Biographical details
- Born: Little Falls, New York, U.S.

Coaching career (HC unless noted)
- 1967–2012: Eastern Connecticut State
- 1973: Chatham A's (asst.)

Head coaching record
- Overall: 1404–525–7 (.727)

Accomplishments and honors

Championships
- 4x College World Series (1982, 1990, 1998, 2002)

Awards
- National Coach-of-the-Year 4x Regional Coach-of-the-Year 14x National championship 4x
- College Baseball Hall of Fame Inducted in 2015

= Bill Holowaty =

American baseball coach

Bill Holowaty is an American retired college baseball coach who coached the Eastern Connecticut State University baseball team for 45 years (1967–2012). He is the most successful coach in the history of New England intercollegiate athletics and led Eastern Connecticut State's baseball team to four Division III College World Series victories.

==Coaching career==
Holowaty enjoyed a successful coaching career.

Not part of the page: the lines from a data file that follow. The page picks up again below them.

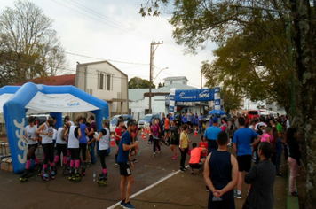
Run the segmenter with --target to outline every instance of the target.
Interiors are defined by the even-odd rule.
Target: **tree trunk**
[[[294,19],[296,51],[296,120],[302,144],[302,159],[306,165],[305,208],[316,203],[316,66],[315,23],[308,0],[290,0]],[[305,144],[305,146],[304,146]],[[304,158],[305,156],[305,158]]]

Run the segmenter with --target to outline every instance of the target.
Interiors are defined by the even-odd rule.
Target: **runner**
[[[119,119],[117,120],[117,124],[116,124],[116,128],[115,128],[115,143],[116,143],[116,153],[115,153],[115,165],[117,166],[117,154],[118,154],[118,148],[119,148],[119,144],[120,144],[120,140],[122,138],[122,127],[124,125],[124,122],[122,121],[122,120]]]
[[[54,179],[55,172],[54,166],[54,143],[52,142],[54,120],[51,117],[49,117],[46,122],[42,124],[36,130],[36,135],[42,135],[42,147],[43,151],[43,162],[41,177],[44,181],[48,181],[48,176],[51,179]],[[46,168],[48,160],[50,160],[50,173],[46,174]]]
[[[20,181],[24,182],[28,180],[28,170],[31,166],[31,159],[36,162],[38,167],[41,166],[39,159],[36,157],[36,151],[38,145],[39,137],[36,135],[36,126],[35,125],[36,119],[34,117],[29,117],[28,125],[25,128],[26,133],[24,137],[28,140],[28,152],[27,155],[27,165],[25,166],[24,173],[20,176]]]
[[[204,139],[203,141],[208,141],[208,154],[218,149],[218,144],[217,143],[217,135],[219,132],[222,131],[217,127],[218,119],[217,117],[213,117],[211,120],[212,126],[206,128],[204,133]]]
[[[100,161],[102,166],[102,174],[99,176],[98,183],[107,185],[107,169],[106,164],[106,155],[110,143],[110,130],[108,129],[109,122],[107,120],[102,120],[103,128],[99,133],[99,136],[93,135],[93,137],[99,143],[99,153]]]
[[[172,159],[177,159],[177,147],[179,143],[179,129],[174,120],[171,121],[171,126],[170,127],[170,149],[173,151]]]
[[[65,133],[68,135],[68,149],[70,151],[70,171],[69,180],[78,182],[81,180],[81,174],[79,174],[80,166],[80,148],[79,141],[81,140],[82,134],[80,125],[71,126]],[[75,169],[74,169],[75,166]]]
[[[204,180],[210,191],[208,208],[234,209],[233,187],[238,181],[236,158],[227,151],[228,137],[220,132],[218,149],[209,153],[204,165]]]
[[[69,128],[69,125],[65,122],[63,127],[60,127],[57,131],[57,139],[56,139],[56,146],[57,146],[57,154],[55,156],[54,163],[56,164],[59,161],[60,154],[62,152],[63,155],[63,174],[69,174],[67,167],[67,138],[65,136],[65,132]]]
[[[186,153],[189,151],[189,143],[192,141],[189,140],[189,135],[187,135],[188,131],[188,126],[187,124],[185,124],[182,126],[182,133],[180,135],[180,144],[179,144],[179,150],[181,152],[181,159],[180,159],[180,171],[184,172],[186,170],[185,163],[186,163]]]
[[[81,170],[81,172],[82,172],[81,174],[84,176],[85,169],[86,169],[86,160],[87,160],[86,151],[87,151],[87,143],[88,143],[86,133],[89,133],[89,131],[88,131],[87,126],[85,125],[85,122],[86,122],[85,118],[83,118],[82,116],[78,116],[76,120],[80,125],[80,130],[81,130],[81,135],[82,135],[82,137],[79,142],[79,148],[80,148],[79,155],[81,152],[81,154],[83,156],[83,161],[81,162],[83,168]]]
[[[94,132],[98,132],[98,126],[96,121],[94,121],[94,116],[91,115],[89,117],[90,120],[90,127],[88,128],[89,133],[87,134],[87,136],[89,137],[89,142],[88,142],[88,147],[89,147],[89,151],[90,151],[90,156],[91,158],[91,164],[96,163],[96,154],[95,154],[95,139],[93,137]]]
[[[153,153],[152,157],[155,156],[156,151],[160,155],[162,155],[162,151],[161,151],[161,148],[159,145],[159,136],[158,136],[159,132],[161,132],[161,129],[160,129],[160,126],[158,124],[156,124],[154,118],[152,120],[152,125],[150,126],[150,131],[153,135],[153,140],[154,140],[154,146],[153,146],[154,153]],[[157,151],[156,151],[156,149],[157,149]]]
[[[138,143],[136,142],[134,144],[130,144],[131,137],[130,134],[135,129],[137,125],[133,120],[130,120],[127,122],[127,130],[122,135],[122,140],[120,141],[119,149],[118,149],[118,157],[117,162],[120,166],[120,174],[121,174],[121,206],[125,208],[135,208],[130,204],[130,196],[131,191],[131,186],[134,182],[131,170],[134,168],[134,163],[131,160],[130,156],[130,150],[137,148]],[[129,163],[130,162],[130,163]],[[126,186],[126,196],[125,196],[125,183]]]
[[[242,173],[246,174],[251,168],[251,153],[252,148],[260,142],[261,136],[250,128],[245,128],[245,120],[242,117],[238,118],[238,123],[240,128],[236,130],[233,135],[233,151],[237,155],[238,161],[238,185],[237,190],[234,194],[236,198],[241,198],[241,188],[242,188]],[[256,139],[256,140],[254,140]],[[249,190],[250,186],[249,186]]]

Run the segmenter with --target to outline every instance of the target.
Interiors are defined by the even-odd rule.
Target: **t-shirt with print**
[[[122,134],[122,139],[120,141],[119,151],[118,151],[118,155],[117,155],[117,162],[127,163],[129,161],[130,151],[124,151],[122,149],[122,144],[130,145],[130,142],[131,142],[131,137],[130,137],[130,132],[125,131]]]
[[[241,128],[235,131],[233,143],[237,145],[237,156],[251,155],[251,140],[257,138],[258,134],[248,128]]]
[[[195,147],[191,151],[191,158],[190,158],[190,164],[196,164],[200,162],[201,159],[201,153],[203,148],[201,147]]]

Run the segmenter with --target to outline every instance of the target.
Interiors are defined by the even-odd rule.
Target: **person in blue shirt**
[[[199,133],[201,133],[203,125],[203,115],[201,113],[199,117]]]
[[[184,115],[184,116],[183,116],[183,123],[184,123],[184,124],[187,124],[187,118],[186,118],[186,115]]]
[[[135,142],[131,144],[130,134],[135,130],[137,123],[133,120],[130,120],[127,122],[127,131],[125,131],[119,143],[117,162],[120,166],[121,174],[121,205],[124,208],[135,208],[131,205],[130,201],[131,185],[134,182],[133,176],[131,175],[131,170],[134,168],[134,164],[130,155],[130,151],[133,148],[138,148],[138,142]],[[127,181],[126,187],[126,197],[125,197],[125,183]]]
[[[199,129],[199,117],[194,118],[194,128]]]
[[[218,149],[218,144],[217,143],[217,140],[219,132],[222,131],[222,129],[217,127],[218,125],[217,117],[213,117],[211,121],[212,121],[212,126],[206,128],[203,136],[203,140],[208,141],[208,154]]]
[[[234,197],[241,199],[242,172],[245,171],[247,174],[250,170],[252,146],[260,142],[261,135],[256,133],[253,129],[245,127],[244,118],[238,118],[238,124],[240,128],[237,129],[233,135],[233,147],[237,155],[239,167],[237,191],[235,192]],[[250,185],[249,186],[249,190],[250,190]]]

He took the baseball team to the postseason 39 out of 45 times, while 14 of those teams advanced to the Division III College World Series. In total, he won 1,404 out of 1,936 games (72.5%). He has the third most wins by any Division III coach all time and has the thirteenth highest winning percentage by a Division III coach all-time. In 1973, he was assistant coach for the Chatham A's of the Cape Cod Baseball League.